Osha did not exist at the time of the photo. If fact it did not exist during the time period of this group.

 

Doug Harding

www.iowacentralrr.org

 

From: main@RealSTMFC.groups.io <main@RealSTMFC.groups.io> On Behalf Of Brian Shumaker
Sent: Sunday, August 15, 2021 4:56 PM
To: main@RealSTMFC.groups.io
Subject: Re: [RealSTMFC] Photo: Leveling The Grain:

 

I’d think he’d have a ladder for this, OSHA would have a fit!


Alex Huff
 

The man is a grain inspector.  Note the small empty bags tucked in his belt.  The tool he is holding is a cylindrical grain probe.  Several feet long. the tool consists of two nested tubes with several matching oblong openings the length of the tube.  The far end has a cone shaped cap threaded to the outer tube. The end in the man's hand has a brass handle attached to the inner tube.  The probe is shoved into the grain with the inner tube's oblong holes rotated so they don't match the outer holes.  Once fully inserted in the grain, the inspector turns the inner tube so the holes align.  Grain fills the tube, taken from different levels simultaneously.  The inner tube is rotated, closing the oblong holes.  After the inspector pulls the probe out of the grain, I presume he steps down to firmer footing, unscrews the cap and tilts the tube's contents into an empty sample bag.  The sealed sample bag is then sent to a Federally licensed grain inspection company.  The carload is then sold on the market as origin grade, destination weight.

Elevators sampled the grain as it was being loaded. An employee with an empty coffee can would pass it quickly several times through the stream of grain being aimed into the boxcar with a flexible metal spout.  The procedure was to aim the spout toward the end of the boxcar and then shift the spout to the other end to approximately equalize the load over each truck.  That remains a concern today with covered hoppers.  I have cautioned elevator employees to load evenly particularly with wheat, relatively dense at 60#/bu.         

Railroads offer an advantage to the market, both buyer and seller know the inspected grade.  Trucking is faster, but grain is sold on the basis of destination grade and weight.  Elevator managers have stories of a "good" truckload leaving the elevator and failing inspection at the delivery end.  It was relatively easy for a driver to stop at a "cousin's place", dump the load and reload with trash grain.       


Dennis Storzek
 

On Sun, Aug 15, 2021 at 05:30 PM, Douglas Harding wrote:

Osha did not exist at the time of the photo.
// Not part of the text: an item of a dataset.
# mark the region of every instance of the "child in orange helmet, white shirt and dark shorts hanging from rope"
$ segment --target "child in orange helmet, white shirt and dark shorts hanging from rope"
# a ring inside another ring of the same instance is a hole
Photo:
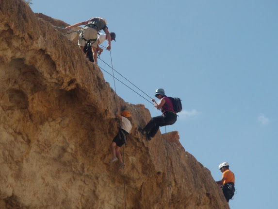
[[[128,110],[124,110],[121,115],[117,113],[116,117],[118,117],[121,120],[121,127],[119,133],[114,137],[110,145],[113,157],[110,159],[109,162],[114,162],[116,160],[119,160],[120,162],[119,169],[122,169],[124,167],[124,163],[122,160],[120,149],[123,144],[127,143],[127,137],[131,132],[132,125],[128,119],[129,117],[131,117],[131,112]]]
If fact it did not exist during the time period of this group.

Right you are, Doug. We tend to forget how little concern there was for employee welfare sixty years ago.

However, I have seen photos of short ladders with hooks on one end that hooked over the top grain door and let the guy at least climb down to within jumping distance of the ground. Keep in mind that grain doors were nailed to the INSIDE of the door posts. The first side was easy, but the top panels on the second side weren't. Since the grain door panels were only 16 or 20 inches wide, use of the ladder allowed the reaching over the top to nail them on.

Dennis Storzek


Douglas Harding
 

Dennis here is an early photo of a boxcar being loaded with grain, clearly showing a ladder leaning against the grain door for checking the load. I know I’ve seen a photo of the type of ladder you described, just can’t locate it.

 

Doug Harding

www.iowacentralrr.org

 

From: main@RealSTMFC.groups.io <main@RealSTMFC.groups.io> On Behalf Of Dennis Storzek
Sent: Monday, August 16, 2021 4:15 PM
To: main@RealSTMFC.groups.io
Subject: Re: [RealSTMFC] Photo: Leveling The Grain:

 

On Sun, Aug 15, 2021 at 05:30 PM, Douglas Harding wrote:

Osha did not exist at the time of the photo. If fact it did not exist during the time period of this group.
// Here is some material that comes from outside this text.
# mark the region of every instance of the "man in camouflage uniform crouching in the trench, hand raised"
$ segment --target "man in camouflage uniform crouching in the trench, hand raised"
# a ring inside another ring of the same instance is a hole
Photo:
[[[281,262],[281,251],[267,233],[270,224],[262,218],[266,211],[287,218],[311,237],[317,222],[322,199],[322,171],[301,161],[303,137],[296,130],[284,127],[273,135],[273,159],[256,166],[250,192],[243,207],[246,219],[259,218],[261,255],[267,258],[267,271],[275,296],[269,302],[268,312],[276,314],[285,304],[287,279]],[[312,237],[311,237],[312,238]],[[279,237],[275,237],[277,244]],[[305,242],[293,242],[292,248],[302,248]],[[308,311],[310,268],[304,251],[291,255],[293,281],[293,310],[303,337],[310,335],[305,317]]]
Right you are, Doug. We tend to forget how little concern there was for employee welfare sixty years ago.

However, I have seen photos of short ladders with hooks on one end that hooked over the top grain door and let the guy at least climb down to within jumping distance of the ground. Keep in mind that grain doors were nailed to the INSIDE of the door posts. The first side was easy, but the top panels on the second side weren't. Since the grain door panels were only 16 or 20 inches wide, use of the ladder allowed the reaching over the top to nail them on.